The Idea in Brief
Most breakthrough innovations don’t succeed in isolation. They need complementary innovations to attract customers. Consider high-definition TVs. Top-quality HDTV sets were ready for mass market in the early 1990s. But critical supporting elements—signal compression technologies, broadcasting standards—weren’t. Result? While HDTV manufacturers waited for complementary innovations to catch up, new formats and rivals emerged. HDTV pioneers that had invested billions to develop the first sets now compete for consumer attention in a crowded market.
Clearly, operating in an innovation ecosystem—the synthesis of your new offerings and other firms’ that creates a coherent customer solution—carries risk. To mitigate that risk, author Ron Adner suggests this method: Gauge the likelihood that all your partners will deliver their offerings on time. (The more partners, the higher the risk of costly delays.) Consider delaying product development to let other players catch up. Apple did this by postponing iTunes’ entry into the online music retailing market until digital rights management made online distribution legal and profitable. Bypass the risks of entering large markets by offering a simpler product to a smaller market. Palm Computing did this by foregoing development of a handheld computer in favor of its wildly successful replacement for the lowly appointment calendar.

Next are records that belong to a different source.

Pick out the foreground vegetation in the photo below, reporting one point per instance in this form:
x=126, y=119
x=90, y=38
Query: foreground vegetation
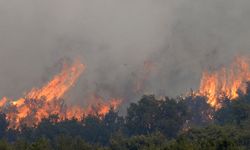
x=150, y=124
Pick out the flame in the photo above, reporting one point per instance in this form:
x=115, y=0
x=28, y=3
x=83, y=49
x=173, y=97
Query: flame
x=41, y=103
x=225, y=83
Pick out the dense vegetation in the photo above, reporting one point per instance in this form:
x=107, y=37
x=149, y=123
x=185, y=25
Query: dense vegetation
x=150, y=124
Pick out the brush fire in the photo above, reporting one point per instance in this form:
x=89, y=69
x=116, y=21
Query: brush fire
x=225, y=83
x=48, y=100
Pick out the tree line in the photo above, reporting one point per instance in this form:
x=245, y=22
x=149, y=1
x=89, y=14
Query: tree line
x=150, y=124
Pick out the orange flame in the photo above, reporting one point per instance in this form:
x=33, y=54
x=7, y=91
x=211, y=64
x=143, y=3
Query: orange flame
x=41, y=103
x=225, y=83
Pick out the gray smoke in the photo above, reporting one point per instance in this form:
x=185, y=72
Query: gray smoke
x=115, y=38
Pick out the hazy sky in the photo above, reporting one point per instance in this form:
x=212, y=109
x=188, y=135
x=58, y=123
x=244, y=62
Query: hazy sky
x=114, y=38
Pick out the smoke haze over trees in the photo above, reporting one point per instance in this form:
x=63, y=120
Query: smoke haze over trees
x=115, y=38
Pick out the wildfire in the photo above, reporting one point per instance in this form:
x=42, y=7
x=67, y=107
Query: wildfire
x=225, y=83
x=41, y=103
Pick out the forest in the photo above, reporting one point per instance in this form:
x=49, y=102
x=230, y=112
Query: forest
x=150, y=124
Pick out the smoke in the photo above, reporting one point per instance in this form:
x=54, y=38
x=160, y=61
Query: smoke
x=114, y=38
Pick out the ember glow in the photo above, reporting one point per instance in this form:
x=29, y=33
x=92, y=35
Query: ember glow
x=41, y=103
x=225, y=83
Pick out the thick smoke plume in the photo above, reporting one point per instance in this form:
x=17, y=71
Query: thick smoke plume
x=162, y=45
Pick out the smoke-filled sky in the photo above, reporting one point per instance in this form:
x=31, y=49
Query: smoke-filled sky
x=115, y=39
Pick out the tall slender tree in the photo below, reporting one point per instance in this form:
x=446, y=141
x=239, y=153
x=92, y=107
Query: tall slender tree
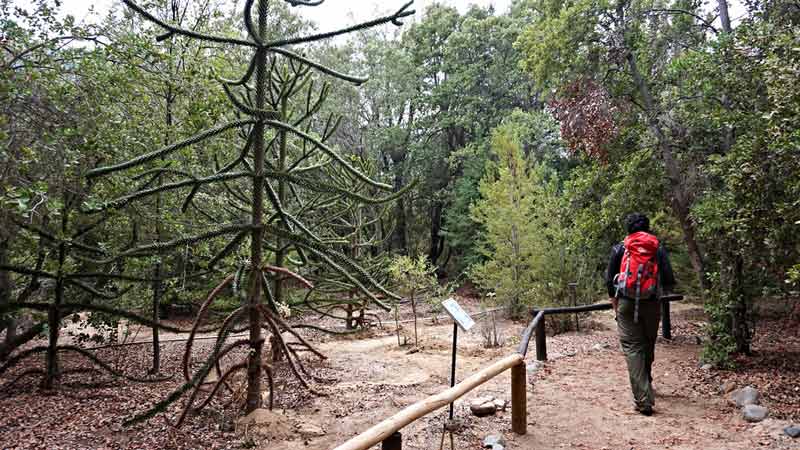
x=262, y=107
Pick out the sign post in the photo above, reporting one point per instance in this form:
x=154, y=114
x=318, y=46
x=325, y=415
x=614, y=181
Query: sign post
x=460, y=320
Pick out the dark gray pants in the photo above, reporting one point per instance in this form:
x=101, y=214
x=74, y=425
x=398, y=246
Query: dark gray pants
x=638, y=341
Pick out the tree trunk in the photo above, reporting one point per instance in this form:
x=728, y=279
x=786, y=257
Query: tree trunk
x=253, y=400
x=9, y=324
x=724, y=18
x=54, y=318
x=740, y=323
x=11, y=344
x=437, y=240
x=398, y=239
x=679, y=197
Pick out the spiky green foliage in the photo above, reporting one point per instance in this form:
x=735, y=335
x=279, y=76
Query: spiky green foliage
x=295, y=183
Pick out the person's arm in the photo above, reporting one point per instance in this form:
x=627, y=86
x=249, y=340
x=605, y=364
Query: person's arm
x=666, y=275
x=613, y=268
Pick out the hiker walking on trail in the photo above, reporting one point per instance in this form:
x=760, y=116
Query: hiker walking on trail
x=638, y=271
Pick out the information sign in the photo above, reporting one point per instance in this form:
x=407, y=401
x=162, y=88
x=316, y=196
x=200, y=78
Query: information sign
x=458, y=314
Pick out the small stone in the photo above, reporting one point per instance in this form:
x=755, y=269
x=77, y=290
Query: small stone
x=310, y=430
x=754, y=413
x=494, y=441
x=792, y=431
x=745, y=396
x=727, y=387
x=482, y=407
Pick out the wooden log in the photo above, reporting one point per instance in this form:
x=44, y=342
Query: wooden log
x=519, y=399
x=596, y=306
x=383, y=430
x=541, y=341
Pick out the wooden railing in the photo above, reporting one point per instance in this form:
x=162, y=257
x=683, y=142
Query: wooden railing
x=386, y=432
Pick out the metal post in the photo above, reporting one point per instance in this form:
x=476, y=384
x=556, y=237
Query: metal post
x=519, y=399
x=453, y=368
x=666, y=322
x=393, y=442
x=541, y=341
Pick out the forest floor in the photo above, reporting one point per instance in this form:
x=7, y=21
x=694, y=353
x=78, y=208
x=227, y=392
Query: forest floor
x=578, y=399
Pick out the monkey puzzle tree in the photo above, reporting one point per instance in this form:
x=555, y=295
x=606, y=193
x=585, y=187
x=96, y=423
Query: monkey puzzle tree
x=262, y=100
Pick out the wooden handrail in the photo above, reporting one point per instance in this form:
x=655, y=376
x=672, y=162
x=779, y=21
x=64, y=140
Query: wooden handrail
x=594, y=306
x=515, y=362
x=383, y=430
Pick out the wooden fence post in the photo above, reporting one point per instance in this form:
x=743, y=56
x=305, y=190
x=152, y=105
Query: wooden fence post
x=519, y=399
x=393, y=442
x=541, y=341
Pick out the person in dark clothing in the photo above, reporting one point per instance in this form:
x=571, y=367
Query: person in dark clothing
x=638, y=318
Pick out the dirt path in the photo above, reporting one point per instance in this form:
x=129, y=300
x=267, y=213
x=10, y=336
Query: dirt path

Correctly assess ecosystem risks, and you establish more realistic expectations and accurate contingency plans for every new offering. Your reward? Smart strategies and profitable innovations.
The Idea in Practice
Author Ron Adner proposes assessing innovation ecosystem risks by answering these questions:
How Does Our Project Measure Up?
Evaluate your own offering’s feasibility—considering likely attractiveness to customers, competition, supply chain capabilities, and project team quality. Decide which of these risks you’ll handle internally, and which are better shouldered by a partner.
Whose Projects Must Succeed Before Ours Can?
Your offering’s success hinges on expert development and deployment of all other solution components. With key partners, assess the probability that everyone will satisfy their commitments on time. Incentive problems, financial difficulties, and leadership crises can all derail a partner’s project. By gauging all parties’ risk of failure, you identify potential delays and can set expectations accordingly.
Who Must Adopt the Innovation Before Consumers Can?
The more intermediaries who must adopt an innovation before end users can, the higher the uncertainty of market success. Failure to account for delays in intermediaries’ adoption—and to adjust your expectations accordingly—can doom the effort. Example:
When Michelin’s run-flat tire was introduced in 1997, no consumer could buy it. Why? The innovation uses a dashboard light to alert drivers to the need for service after a specified amount of distance driven following a flat. Thus the tires can be used only in vehicles designed to accommodate them. Michelin had to wait until willing car manufacturers’ design windows opened—often three to four years before volume production. Additional intermediaries included dealers that needed to understand and support the system and automobile repair shops that had to invest in new service equipment. Nine years after its introduction, the run-flat tire is standard equipment on only a handful of car models.
After assessing ecosystem risk, Adner advises developing your innovation strategy by considering the following:
Where Should We Compete?
When innovation ecosystem risks are high, any market is risky—even if you’re certain your firm can deliver its own part of the solution. That’s because your company can’t control factors affecting other ecosystem participants’ success. Therefore, your firm’s best strategy may be to pursue a market opportunity that carries lower external risks, even if internal risks, such as high development costs or scarce talent, are relatively high.
When Should We Compete?
Being ready with your component ahead of your direct rivals may not confer any advantage if complementary products aren’t ready when you are. If risk of partner failure is high, consider slowing your development cycle to conserve resources and refine your strategies over a longer time period.
High-definition televisions should, by now, be a huge success. Philips, Sony, and Thompson invested billions of dollars to develop TV sets with astonishingly high picture quality. From a technology perspective, they succeeded: Console manufacturers have been ready for the mass market since the early 1990s. Yet the category has been an unmitigated failure, not because the consoles are deficient, but because critical complements such as studio production equipment, signal compression technologies, and broadcasting standards were not developed or adopted in time. Underperforming complements have left the console producers in the position of offering a Ferrari in a world without gasoline or highways—an admirable engineering feat, but not one that creates value for customers. Today, more than a decade later, the supporting infrastructure is finally close to being in place. But while the pioneering console makers waited for complements to catch up, the environment changed as new formats and new rivals emerged. An innovation that was once characterized as the biggest market opportunity since color TV is now competing for consumer attention in a crowded market space.